The agent did not transcend his authority to sell and convey by general warranty the constituent’s lands, of which he was “ seized” in Kentucky. Seisin, in its technical sense, is actual or constructive possession under a perfect legal title; and, according to the decision of this court in Speed vs. Buford, it includes, as an essential element, an actual entry also.
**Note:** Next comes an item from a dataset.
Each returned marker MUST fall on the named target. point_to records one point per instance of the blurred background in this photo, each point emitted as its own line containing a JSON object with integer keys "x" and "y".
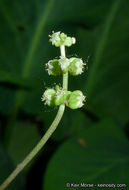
{"x": 90, "y": 145}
Watson being a non-resident, and not shown to have been in Kentucky, or to have been even the patentee of any land here as early as 1794, when he gave the power of attorney, it would seem absurd to assume that he meant by the word “ seized” more than *618possessed or entitled to in law or in equity; and we must presume that he used the term in that, its popular import; nor was the agent’s conveyance voidable by Watson for binding him by a less extensive warranty than the power might have authorized.

Moreover, these objections by appellee’s counsel are effectually answered by unquestioning acquiescence for seventy years.

From the foregoing, which we consider the only maintainable conclusions from the law and the facts of this case, the inevitable result is, that, either on the possessory or the documentary title, and more especially on both united, the appellees, as heirs of Samuel McMillan, deceased, are entitled to recover all the land involved in this litigation, to be allotted among them according to their respective rights as between themselves.

Wherefore, the judgment is reversed, and the cause remanded for a judgment of eviction conformable with this opinion.